A good example of this is Scaler, a game that allows you to take control of a blue lizard thing that, you guessed it, has a lot of attitude. Before he was turned into that lizard creature, Scaler (AKA Bobby Jenkins) was a teenage rebel. But he wasn't the type to shoplift or bully other kids, oh no, he went on hunger strikes and lived in a tree for environmental reasons.

The game picks up right after the bad guys capture Bobby Jenkins. They intend to torture him and get the information stuffed away in the teenage boys head. But things go awry and the machine used for torture ends up turning our hero into a large lizard thing, or Scaler. Unfortunately, this accident also sends Scaler into another universe ... or a "multiverse" as the instruction manual calls it.

Once in this new world, Scaler confronts another large creature who seems to have a plan to get them out of there, but it involves beating a lot of bosses and collecting a lot of green lizard eggs. After you get your mission directive the story ends and it's up to you to find those green eggs and get you, and your new pal Leon, out of this alternate universe and back into human shape.

Scaler is made up of a number of good size areas for you to explore, generally containing one or two green eggs. The missions are pretty simple for the most part, nothing more than collect all of the items and explore the area for hidden treasure. As you travel around you will find a bunch of floating yellow dots that can be used to buy character upgrades, such as more life, a stronger attack, and camouflage.

Scaler's gimmick is that he can morph into other creatures ... but only one creature per area. To perform such a feat, Scaler must take out a set amount of that kind of creature before obtaining the skill. Once he can morph it opens up entirely new sections of the world for you to explore, ultimately leading you to more green eggs.

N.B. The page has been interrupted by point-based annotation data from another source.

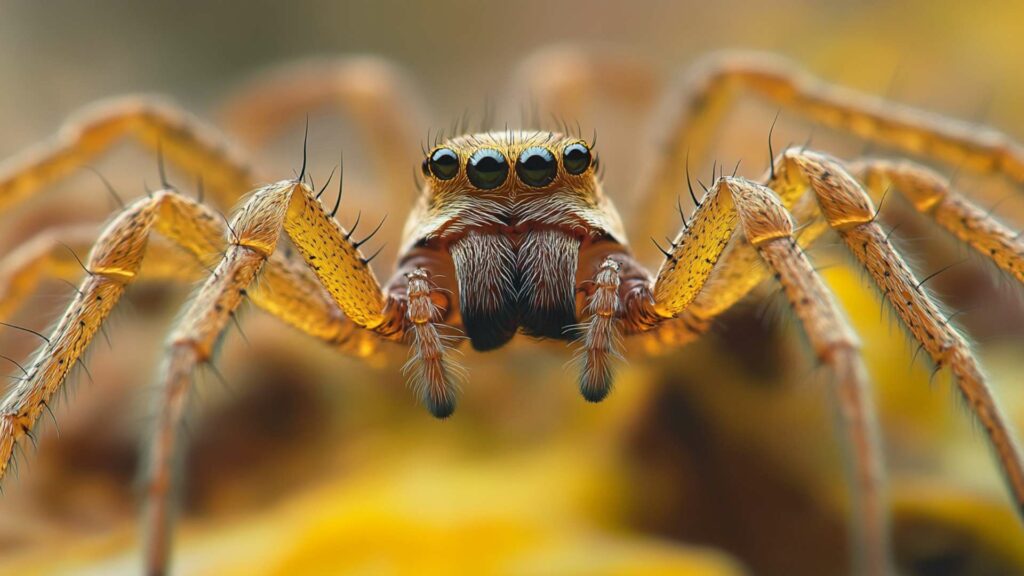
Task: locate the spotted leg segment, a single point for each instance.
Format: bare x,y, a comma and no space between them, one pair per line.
768,231
932,195
849,210
706,94
768,228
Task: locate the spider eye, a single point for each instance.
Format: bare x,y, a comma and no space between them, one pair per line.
537,166
443,164
576,157
486,168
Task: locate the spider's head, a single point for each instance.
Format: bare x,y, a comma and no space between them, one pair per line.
517,212
510,182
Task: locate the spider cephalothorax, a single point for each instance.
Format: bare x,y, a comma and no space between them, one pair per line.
515,211
512,232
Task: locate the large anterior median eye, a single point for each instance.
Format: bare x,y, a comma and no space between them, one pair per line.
443,164
537,166
486,168
576,158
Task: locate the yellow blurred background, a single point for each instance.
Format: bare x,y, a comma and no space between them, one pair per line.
718,458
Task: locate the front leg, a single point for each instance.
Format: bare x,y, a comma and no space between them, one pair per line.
419,300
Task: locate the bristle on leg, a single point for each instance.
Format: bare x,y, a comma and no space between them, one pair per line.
600,335
430,373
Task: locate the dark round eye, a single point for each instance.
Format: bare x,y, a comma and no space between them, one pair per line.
486,168
443,164
537,166
577,158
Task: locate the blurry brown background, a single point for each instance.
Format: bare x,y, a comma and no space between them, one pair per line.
715,459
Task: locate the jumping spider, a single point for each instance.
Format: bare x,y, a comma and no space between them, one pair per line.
512,232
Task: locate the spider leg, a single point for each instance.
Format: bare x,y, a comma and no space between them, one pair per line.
378,95
182,138
849,210
707,93
601,333
286,289
52,254
338,263
931,195
768,227
768,231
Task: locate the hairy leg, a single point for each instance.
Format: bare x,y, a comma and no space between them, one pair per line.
768,228
337,262
768,232
931,195
695,110
848,209
378,95
286,289
53,254
181,137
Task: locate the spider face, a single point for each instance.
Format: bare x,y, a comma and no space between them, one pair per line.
514,210
509,164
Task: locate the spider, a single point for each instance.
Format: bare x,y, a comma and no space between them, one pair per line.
512,233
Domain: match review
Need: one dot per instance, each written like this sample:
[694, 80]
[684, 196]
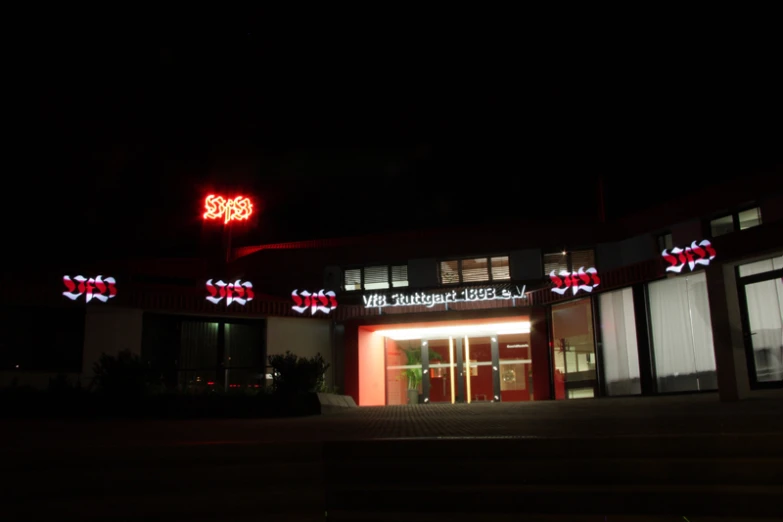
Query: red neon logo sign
[236, 209]
[580, 280]
[321, 301]
[696, 254]
[236, 292]
[94, 288]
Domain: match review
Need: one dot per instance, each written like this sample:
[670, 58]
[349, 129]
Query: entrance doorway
[480, 365]
[761, 298]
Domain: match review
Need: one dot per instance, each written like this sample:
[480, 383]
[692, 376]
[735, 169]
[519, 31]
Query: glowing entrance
[465, 362]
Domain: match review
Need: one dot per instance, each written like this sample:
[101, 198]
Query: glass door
[763, 314]
[480, 369]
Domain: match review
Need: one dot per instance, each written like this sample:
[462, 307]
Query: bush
[124, 376]
[294, 375]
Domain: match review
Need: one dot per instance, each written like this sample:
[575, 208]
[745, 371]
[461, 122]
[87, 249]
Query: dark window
[665, 242]
[568, 261]
[740, 220]
[474, 270]
[377, 277]
[42, 339]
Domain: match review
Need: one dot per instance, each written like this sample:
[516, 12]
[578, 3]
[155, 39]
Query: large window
[764, 308]
[736, 221]
[568, 261]
[682, 334]
[474, 270]
[378, 277]
[197, 354]
[42, 339]
[620, 354]
[573, 349]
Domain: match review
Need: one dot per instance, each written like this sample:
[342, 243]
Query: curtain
[620, 350]
[682, 334]
[765, 313]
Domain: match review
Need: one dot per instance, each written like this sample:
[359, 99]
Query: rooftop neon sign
[232, 209]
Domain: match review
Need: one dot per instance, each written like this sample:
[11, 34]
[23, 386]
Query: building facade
[685, 298]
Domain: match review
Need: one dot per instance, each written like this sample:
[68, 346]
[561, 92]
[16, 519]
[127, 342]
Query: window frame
[734, 214]
[569, 259]
[460, 279]
[362, 268]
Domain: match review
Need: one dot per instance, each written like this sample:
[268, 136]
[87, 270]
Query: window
[682, 334]
[749, 218]
[474, 270]
[665, 242]
[568, 261]
[737, 221]
[620, 349]
[353, 279]
[378, 277]
[722, 225]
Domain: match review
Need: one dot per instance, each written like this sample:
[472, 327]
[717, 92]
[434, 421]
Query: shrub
[295, 375]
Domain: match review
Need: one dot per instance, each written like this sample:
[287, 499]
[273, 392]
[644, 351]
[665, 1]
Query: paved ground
[614, 459]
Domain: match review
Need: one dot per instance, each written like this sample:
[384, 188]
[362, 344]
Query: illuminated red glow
[580, 280]
[232, 209]
[697, 254]
[317, 301]
[236, 292]
[93, 288]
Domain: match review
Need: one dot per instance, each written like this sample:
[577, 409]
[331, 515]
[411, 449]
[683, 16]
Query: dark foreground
[679, 458]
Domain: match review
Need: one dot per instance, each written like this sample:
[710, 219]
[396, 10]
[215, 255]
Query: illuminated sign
[236, 292]
[97, 288]
[467, 295]
[580, 280]
[235, 209]
[321, 301]
[696, 254]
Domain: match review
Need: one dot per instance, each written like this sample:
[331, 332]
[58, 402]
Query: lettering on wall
[237, 292]
[467, 295]
[92, 288]
[231, 209]
[580, 280]
[315, 302]
[696, 254]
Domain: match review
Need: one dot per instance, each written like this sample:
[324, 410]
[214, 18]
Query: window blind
[399, 276]
[353, 279]
[500, 268]
[376, 277]
[557, 262]
[582, 259]
[449, 272]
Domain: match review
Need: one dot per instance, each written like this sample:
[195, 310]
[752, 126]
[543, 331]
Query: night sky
[123, 135]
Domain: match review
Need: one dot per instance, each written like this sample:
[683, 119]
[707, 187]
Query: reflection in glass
[750, 218]
[620, 351]
[573, 350]
[765, 314]
[682, 334]
[721, 226]
[479, 383]
[516, 368]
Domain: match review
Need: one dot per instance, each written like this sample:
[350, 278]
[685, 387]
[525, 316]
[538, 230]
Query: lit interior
[432, 332]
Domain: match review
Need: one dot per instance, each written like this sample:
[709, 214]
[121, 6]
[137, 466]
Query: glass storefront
[573, 350]
[620, 351]
[681, 330]
[483, 365]
[763, 302]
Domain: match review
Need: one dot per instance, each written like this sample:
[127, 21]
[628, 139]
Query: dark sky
[124, 134]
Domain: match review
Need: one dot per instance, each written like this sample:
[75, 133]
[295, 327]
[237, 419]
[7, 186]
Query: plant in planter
[415, 375]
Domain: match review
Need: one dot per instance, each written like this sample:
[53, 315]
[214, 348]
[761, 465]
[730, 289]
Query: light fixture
[475, 330]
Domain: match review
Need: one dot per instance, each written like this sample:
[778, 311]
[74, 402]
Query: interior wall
[303, 337]
[372, 370]
[110, 330]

The creatures you turn into have special powers, but are also limited in a number of ways. When you're a Bakudan you can throw bombs at your enemies, but you're also slow with terrible jumping abilities. The Doozum allows you to fly about, but is hard to get used to and not especially effective at attacking foes. Of the five forms all of them are useful, but you'll never prefer being one of those characters over your regular Scaler form.

Scaler's moves aren't especially inspired, as they involve you punching enemies and using your tongue to pick up items and stun oncoming foes. Even though you can upgrade your character, your moves pretty much remain the same the whole game through. This can lead to some tedious game play, much of which you'll grow tired of fairly quickly.